Later in the 1980s, researching commercially available pornography, I went shopping in Clapham High Street to see what the man on the proverbial omnibus could purchase in his local newsagents: there were four, selling 73 titles. Most of this "top-shelf" material was page after page of women reduced to their genitals and anuses, posed open and gaping, inviting sexual access and penetration: pieces of meat. In other magazines women were being beaten and portrayed as enjoying sexual violence and humiliation; or shown with their pubic hair shaved, genitals exposed and posed to look like little girls, linking male sexual arousal to children's bodies.

This was "legal" so-called soft porn. Scotland Yard Obscene Publications Branch seizures at that time included pictures of a woman with her labia nailed to the top of a table; another with men's arms up to their elbows in her vagina and anus; and women hung by their breasts from meat hooks. If this was in an Amnesty ad, it would be seen as torture. But sold and seen as sex, the harm seems to be invisible.

There is more and worse now, and a substantial body of scientific evidence of pornography-related harm which corroborates the harm in pornography and in its making.

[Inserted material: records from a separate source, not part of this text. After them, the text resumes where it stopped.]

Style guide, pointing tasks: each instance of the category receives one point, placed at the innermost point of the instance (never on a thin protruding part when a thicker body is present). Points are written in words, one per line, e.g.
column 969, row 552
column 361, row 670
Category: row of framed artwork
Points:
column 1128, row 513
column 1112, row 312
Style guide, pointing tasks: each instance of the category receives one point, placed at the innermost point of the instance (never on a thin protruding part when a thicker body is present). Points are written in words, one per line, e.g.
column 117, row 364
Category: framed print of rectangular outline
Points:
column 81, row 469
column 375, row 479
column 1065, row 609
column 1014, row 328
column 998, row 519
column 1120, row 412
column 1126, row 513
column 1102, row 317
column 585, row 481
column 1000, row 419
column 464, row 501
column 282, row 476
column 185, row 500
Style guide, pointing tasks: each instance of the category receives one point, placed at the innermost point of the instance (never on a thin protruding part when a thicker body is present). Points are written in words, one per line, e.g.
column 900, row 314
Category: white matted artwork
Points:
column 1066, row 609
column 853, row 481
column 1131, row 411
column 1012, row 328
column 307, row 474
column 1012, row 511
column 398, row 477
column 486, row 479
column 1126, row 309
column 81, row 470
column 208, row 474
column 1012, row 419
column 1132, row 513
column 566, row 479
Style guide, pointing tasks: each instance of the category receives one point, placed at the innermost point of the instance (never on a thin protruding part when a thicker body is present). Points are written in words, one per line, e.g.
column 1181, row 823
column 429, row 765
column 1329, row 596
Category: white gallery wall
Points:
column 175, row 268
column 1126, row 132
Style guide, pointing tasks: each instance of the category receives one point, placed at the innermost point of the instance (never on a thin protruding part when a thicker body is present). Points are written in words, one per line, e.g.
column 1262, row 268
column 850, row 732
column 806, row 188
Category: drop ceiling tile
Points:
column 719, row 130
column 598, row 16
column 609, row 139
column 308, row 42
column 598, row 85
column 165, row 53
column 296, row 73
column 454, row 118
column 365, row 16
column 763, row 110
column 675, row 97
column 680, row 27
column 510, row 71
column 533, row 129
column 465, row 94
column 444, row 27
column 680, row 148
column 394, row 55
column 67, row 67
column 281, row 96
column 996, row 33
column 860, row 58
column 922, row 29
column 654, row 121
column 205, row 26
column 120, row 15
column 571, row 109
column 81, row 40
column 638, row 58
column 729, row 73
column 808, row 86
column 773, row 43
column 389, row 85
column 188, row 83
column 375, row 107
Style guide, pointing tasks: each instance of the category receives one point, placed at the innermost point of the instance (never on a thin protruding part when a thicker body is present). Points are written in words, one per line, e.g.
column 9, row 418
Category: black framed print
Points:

This, in turn, is corroborated by sex-offender evidence and victim testimony. With satellite broadcasting and computer technology, pornography is now widely available and cannot be regulated. The Obscene Publications Branch has been disbanded and the Crown Prosecution Service has taken a decision not to prosecute "adult" pornography presumably because, in the view of the Williams Committee in 1979 and police, lawyers, judges and directors of public prosecution ever since, obscenity legislation is a mess.

It is possible, however, to legislate against pornography without censorship by, for example, using the Race Relations Act as a model for legislating against incitement to sexual hatred and violence, or on the ground of sex discrimination using the formulation by Andrea Dworkin and Catherine MacKinnon of pornography as a civil rights issue. People who could prove they were victims of pornography-related harm could take action against manufacturers and distributors of pornography, using a harm-based legal definition in a civil statute that would not ban the publication of pornography or give power to the state to censor. This approach is supported by National Association of Women's Organisations, but opposed by civil libertarians.

The real issue is not the evidence of harm, which is unequivocal, but the relative value of its victims. For as Andrea Dworkin points out, if it is sexually explicit, whatever the nature and level of violence, abuse, and dehumanisation it contains, it will always be sex for someone who will want it protected as their "freedom of speech".

Catherine Itzin is research professor in social work and social policy, University of Sunderland.